Noting the results of his efforts, Burckhardt found that some of his patients did become quieter with less hallucinatory activity—a definite plus. However, other patients, now lacking cerebral cortices after they were spooned out of their skulls, went on to kill themselves, die from their injuries, or continue to exist with severe neurological problems.

Although the term had not yet been invented, Burckhardt had conducted the first lobotomies on his patients, bringing forth the dawn of the field of psychosurgery. Unfortunately for Burckhardt, many of his contemporaries were outraged at what he had done to his patients, leading him to retire his spoon from actively scooping a patient’s brain ever again. However, other mental health entrepreneurs found scorn to be less of a deterrent and looked to new methods for scavenging through the mind.

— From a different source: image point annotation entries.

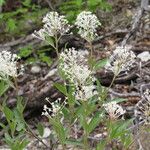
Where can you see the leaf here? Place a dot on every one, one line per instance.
(23, 144)
(11, 25)
(8, 113)
(94, 122)
(50, 40)
(25, 51)
(40, 129)
(3, 87)
(74, 142)
(118, 100)
(45, 59)
(2, 2)
(100, 64)
(59, 129)
(101, 145)
(61, 88)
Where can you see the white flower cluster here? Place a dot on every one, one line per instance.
(56, 107)
(142, 109)
(122, 59)
(85, 92)
(74, 66)
(53, 24)
(114, 110)
(87, 23)
(8, 64)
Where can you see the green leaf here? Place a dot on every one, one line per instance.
(23, 144)
(11, 25)
(61, 88)
(100, 64)
(2, 125)
(50, 40)
(74, 142)
(94, 122)
(8, 113)
(27, 3)
(59, 129)
(40, 129)
(8, 139)
(3, 87)
(20, 105)
(2, 2)
(119, 100)
(45, 59)
(101, 145)
(25, 51)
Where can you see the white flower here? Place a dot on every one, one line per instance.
(74, 65)
(114, 110)
(85, 92)
(142, 109)
(144, 56)
(122, 59)
(87, 23)
(53, 24)
(54, 109)
(8, 64)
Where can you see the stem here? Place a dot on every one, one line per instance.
(85, 138)
(91, 50)
(33, 134)
(16, 85)
(112, 82)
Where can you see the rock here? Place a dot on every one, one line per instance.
(144, 56)
(35, 69)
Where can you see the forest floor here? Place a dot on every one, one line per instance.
(118, 27)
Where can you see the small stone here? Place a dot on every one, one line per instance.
(47, 133)
(35, 69)
(144, 56)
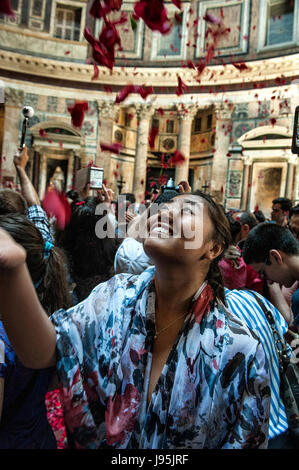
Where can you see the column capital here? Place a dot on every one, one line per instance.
(186, 112)
(107, 109)
(14, 97)
(248, 160)
(293, 160)
(223, 110)
(144, 111)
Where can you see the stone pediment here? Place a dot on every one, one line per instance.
(54, 132)
(259, 71)
(266, 136)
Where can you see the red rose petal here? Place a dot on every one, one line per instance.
(55, 204)
(96, 72)
(241, 66)
(177, 159)
(209, 18)
(5, 8)
(113, 148)
(77, 113)
(182, 87)
(152, 136)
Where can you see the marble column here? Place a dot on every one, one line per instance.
(14, 100)
(42, 175)
(245, 187)
(107, 112)
(292, 163)
(223, 113)
(144, 113)
(185, 117)
(70, 170)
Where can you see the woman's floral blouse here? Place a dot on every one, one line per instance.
(213, 391)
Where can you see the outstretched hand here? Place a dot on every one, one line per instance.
(12, 255)
(21, 158)
(105, 194)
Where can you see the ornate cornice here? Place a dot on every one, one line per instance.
(107, 109)
(223, 111)
(218, 75)
(14, 97)
(186, 112)
(144, 111)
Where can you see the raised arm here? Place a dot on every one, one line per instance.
(27, 188)
(29, 329)
(1, 395)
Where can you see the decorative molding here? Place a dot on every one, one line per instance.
(14, 97)
(144, 111)
(223, 111)
(258, 71)
(186, 112)
(107, 110)
(264, 130)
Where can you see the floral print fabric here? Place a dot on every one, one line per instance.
(213, 391)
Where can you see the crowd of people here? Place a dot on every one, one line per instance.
(135, 341)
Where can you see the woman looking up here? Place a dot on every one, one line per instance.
(150, 361)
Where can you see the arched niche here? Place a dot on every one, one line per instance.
(269, 166)
(54, 144)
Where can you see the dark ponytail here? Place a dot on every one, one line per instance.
(215, 279)
(46, 267)
(53, 291)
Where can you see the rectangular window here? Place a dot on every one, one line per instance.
(209, 121)
(280, 22)
(37, 8)
(67, 23)
(155, 123)
(197, 124)
(170, 127)
(128, 118)
(170, 44)
(173, 46)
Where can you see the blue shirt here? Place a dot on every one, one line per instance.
(28, 427)
(245, 307)
(295, 307)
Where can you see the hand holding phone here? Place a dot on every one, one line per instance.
(295, 142)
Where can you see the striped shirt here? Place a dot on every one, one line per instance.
(38, 216)
(245, 307)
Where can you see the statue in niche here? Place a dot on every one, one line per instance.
(57, 180)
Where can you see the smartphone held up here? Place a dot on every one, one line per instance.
(91, 175)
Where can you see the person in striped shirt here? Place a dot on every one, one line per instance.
(244, 305)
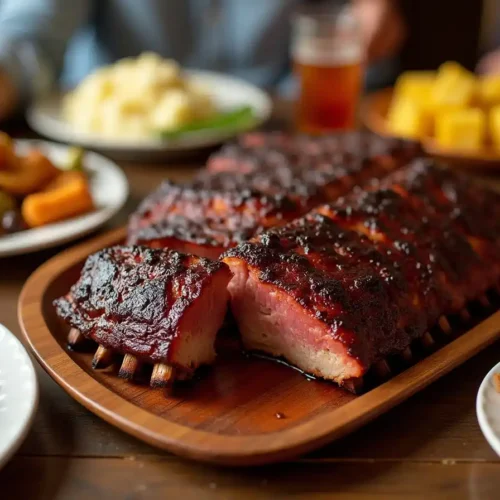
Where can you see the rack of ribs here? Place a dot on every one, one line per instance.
(145, 304)
(353, 282)
(273, 179)
(265, 151)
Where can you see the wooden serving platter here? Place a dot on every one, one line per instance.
(244, 410)
(374, 116)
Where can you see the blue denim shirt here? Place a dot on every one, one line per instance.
(44, 40)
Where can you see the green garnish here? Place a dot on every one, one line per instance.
(234, 120)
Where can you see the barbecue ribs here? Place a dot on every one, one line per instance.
(357, 280)
(147, 304)
(263, 181)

In 1935, another psychosurgical cure was attempted by Egas Moniz, who invented the process of leucotomy, which means literally “cutting the white” in Greek. Moniz attempted his first leucotomy on a patient who was suffering from debilitating depression, hoping that perhaps the sadness could be removed from within her skull to cure her woes.

Moniz, unlike Burckhardt, employed an actual surgeon to do the task at hand: drilling a hole into the patient’s skull near the top of the brain. Following the drilling, they then poured ethanol into the patient’s skull to kill off parts of the frontal lobe.

In future efforts, Moniz advanced the handiwork of his hired hand by developing a metal rod he called a leucotome, which had a retractable wire loop at one end. Similar to a melon baller in shape, the leucotome gave surgeons firsthand experience as to the brain’s texture, with one enthusiastic surgeon explaining it felt like “what butter’s like when it’s been out of the refrigerator for a while.”

Enthusiasm for the leucotome prevailed, and Moniz was awarded the Nobel Prize for his efforts. Although the medical community’s clear excitement at the opportunity to feel their patient’s brains did result in substantial acclaim, many of his patients found the process less rewarding, with most of them returning back to the asylums from whence they came, still as mentally ill as they were before the melon baller graced the confines of their skull.

REFERENCE

Kang L, Pedersen N. Quackery: A Brief History of the Worst Ways to Cure Everything. New York, NY: Workman Publishing; 2017.